In 2021, a new iteration of the exhibition was made in Campinas, in northern São Paulo state, a region with rich farmland for coffee plantations and one of the last bastions to fully eradicate slavery, despite abolition in 1888. The profitable coffee economy made landowners continue the conditions of slave labor into the early 20th century, at the same time as masses of poor European laborers migrated to Brazil to substitute slave labor. Because of this, the memory of slavery in Campinas has suffered a process of historical effacement, which is today being reclaimed by the sizeable Afro-Brazilian population in the city. One of the forces fighting for historical reparations is the Casa de Cultura Fazenda Roseira and Comunidade Dito Jongo Ribeiro who in the past decade has created an important Black cultural and political movement to reclaim ancestral Afro-Brazilian cultural traditions in the region. As a collaborator in the project Fazenda Roseira has creted a series of cyanotypes of ritual and medicinal plants – an ancestral herbarium – cultivated in the old plantation house that houses the cultural institution, and shares that knowledge with exhibition visitors.

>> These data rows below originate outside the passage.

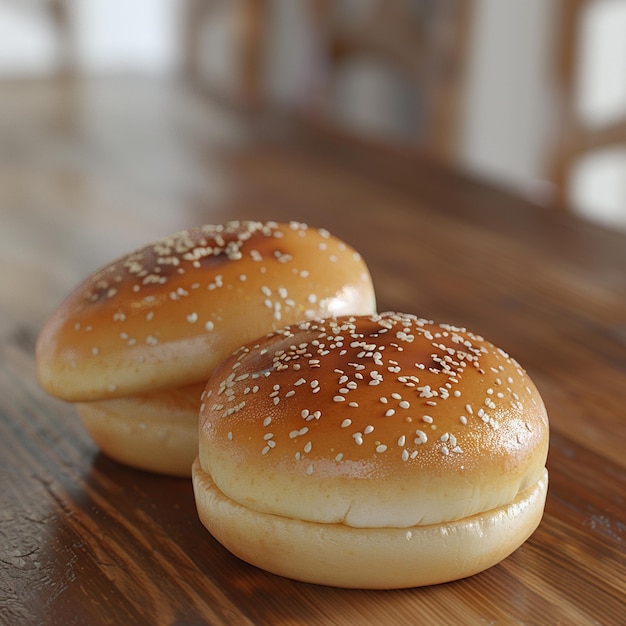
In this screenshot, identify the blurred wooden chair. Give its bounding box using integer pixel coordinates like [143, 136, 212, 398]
[548, 0, 626, 208]
[309, 0, 474, 160]
[182, 0, 270, 105]
[184, 0, 474, 159]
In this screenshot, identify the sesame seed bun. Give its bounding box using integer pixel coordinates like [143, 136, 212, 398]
[193, 313, 548, 588]
[36, 221, 375, 475]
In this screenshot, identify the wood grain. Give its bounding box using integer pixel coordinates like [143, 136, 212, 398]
[0, 81, 626, 626]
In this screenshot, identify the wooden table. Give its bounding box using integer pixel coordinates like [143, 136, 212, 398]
[0, 82, 626, 625]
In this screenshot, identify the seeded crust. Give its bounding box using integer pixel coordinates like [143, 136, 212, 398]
[36, 221, 376, 476]
[36, 221, 375, 402]
[195, 313, 548, 586]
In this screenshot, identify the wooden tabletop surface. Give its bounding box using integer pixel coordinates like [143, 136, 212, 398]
[0, 81, 626, 625]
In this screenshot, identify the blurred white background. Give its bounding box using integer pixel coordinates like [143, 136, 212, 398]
[0, 0, 626, 229]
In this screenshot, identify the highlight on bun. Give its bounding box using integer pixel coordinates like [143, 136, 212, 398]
[36, 221, 376, 475]
[193, 312, 548, 588]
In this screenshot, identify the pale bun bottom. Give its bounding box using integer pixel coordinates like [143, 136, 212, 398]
[76, 384, 204, 477]
[192, 460, 548, 589]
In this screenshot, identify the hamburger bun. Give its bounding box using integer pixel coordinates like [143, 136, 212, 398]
[193, 313, 548, 589]
[36, 221, 375, 476]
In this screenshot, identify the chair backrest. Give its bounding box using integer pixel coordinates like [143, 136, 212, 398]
[308, 0, 474, 160]
[548, 0, 626, 208]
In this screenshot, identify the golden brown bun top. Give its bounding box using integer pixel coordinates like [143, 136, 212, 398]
[36, 221, 375, 401]
[200, 313, 548, 527]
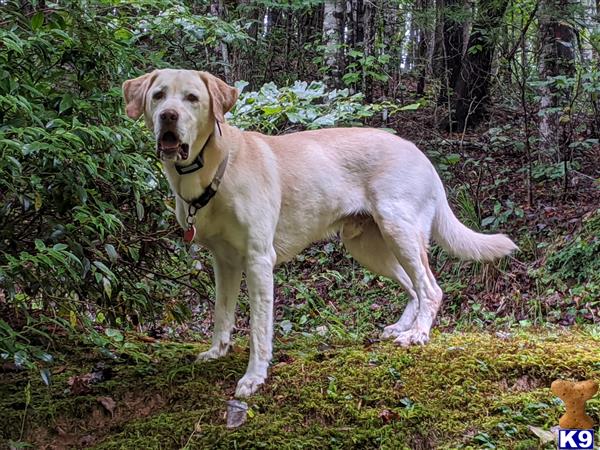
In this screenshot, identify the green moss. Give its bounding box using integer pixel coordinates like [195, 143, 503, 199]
[0, 331, 600, 449]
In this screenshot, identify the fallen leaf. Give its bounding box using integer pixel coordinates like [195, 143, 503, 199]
[96, 397, 117, 417]
[379, 409, 400, 423]
[529, 425, 554, 444]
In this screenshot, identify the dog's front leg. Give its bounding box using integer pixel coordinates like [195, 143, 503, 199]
[196, 253, 242, 361]
[235, 248, 276, 397]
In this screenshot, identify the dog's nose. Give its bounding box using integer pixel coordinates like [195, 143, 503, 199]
[160, 109, 179, 123]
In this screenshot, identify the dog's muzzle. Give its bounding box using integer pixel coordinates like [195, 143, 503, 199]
[156, 130, 190, 159]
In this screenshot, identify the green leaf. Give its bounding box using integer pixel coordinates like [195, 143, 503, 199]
[40, 368, 52, 386]
[104, 244, 119, 262]
[58, 93, 73, 114]
[104, 328, 123, 342]
[114, 28, 133, 41]
[102, 277, 112, 298]
[398, 103, 421, 111]
[30, 11, 44, 31]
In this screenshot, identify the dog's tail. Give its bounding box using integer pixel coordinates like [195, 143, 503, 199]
[432, 190, 518, 261]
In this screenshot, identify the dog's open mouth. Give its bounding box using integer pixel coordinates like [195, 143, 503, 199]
[156, 131, 190, 159]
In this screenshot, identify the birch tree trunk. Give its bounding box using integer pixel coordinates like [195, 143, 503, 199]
[434, 0, 469, 104]
[448, 0, 508, 130]
[538, 0, 576, 161]
[323, 0, 346, 87]
[210, 0, 233, 83]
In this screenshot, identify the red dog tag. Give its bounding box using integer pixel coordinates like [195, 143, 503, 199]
[183, 225, 196, 242]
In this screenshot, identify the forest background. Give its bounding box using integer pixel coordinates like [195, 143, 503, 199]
[0, 0, 600, 448]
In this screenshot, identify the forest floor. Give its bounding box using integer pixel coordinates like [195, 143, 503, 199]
[0, 327, 600, 449]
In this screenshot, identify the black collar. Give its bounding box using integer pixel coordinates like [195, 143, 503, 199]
[179, 155, 229, 211]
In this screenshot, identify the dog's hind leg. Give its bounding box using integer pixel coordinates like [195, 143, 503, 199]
[196, 254, 242, 361]
[375, 206, 442, 346]
[340, 216, 419, 339]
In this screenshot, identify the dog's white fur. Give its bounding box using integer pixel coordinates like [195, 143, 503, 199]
[123, 70, 516, 397]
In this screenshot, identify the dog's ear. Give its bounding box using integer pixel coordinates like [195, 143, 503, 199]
[199, 72, 238, 123]
[123, 72, 156, 119]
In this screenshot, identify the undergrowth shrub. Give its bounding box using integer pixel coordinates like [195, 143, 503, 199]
[0, 2, 241, 366]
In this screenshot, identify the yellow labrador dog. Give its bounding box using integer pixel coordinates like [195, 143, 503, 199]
[123, 70, 516, 397]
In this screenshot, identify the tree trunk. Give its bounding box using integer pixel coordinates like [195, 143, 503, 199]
[538, 0, 576, 160]
[323, 0, 346, 88]
[361, 2, 375, 101]
[434, 0, 469, 104]
[448, 0, 508, 130]
[210, 0, 233, 83]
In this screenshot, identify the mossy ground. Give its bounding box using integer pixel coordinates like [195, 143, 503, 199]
[0, 329, 600, 449]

Unknown to global audiences, Campinas also plays an important role in the invention of photography in the early 19th century. It was in this city, then known as Vila de São Carlos, that the French draftsman and inventor Hercule Florence (Nice, 1804- Campinas, 1879) settled after having served in the Langsdorff expedition whose goal was to map and document the fauna, flora, peoples and customs of Brazil. Working alongside a local apothecary, Florence invented one of the first ways of fixating images with light, and allegedly invented the term “photography” – writing with light. Florence’s application for a patent for his invention from the hinterlands of Brazil and arrived only too late in cosmopolitan Paris, moments after Daguerre had already patented his invention. Florence made numerous inventions during his long lifetime, but his work fell into obscurity until a foundation was set up by his descendants in the late 20th century. Since then, there is an annual photography festival in his honor, or which Mãe Preta is one of the participants in the 2021 edition. The use of syanotypes reminds of Florence’s early experiments and is a way of connecting two strands of forgotten histories – that of slavery and that of the dawn of photography, into one gesture.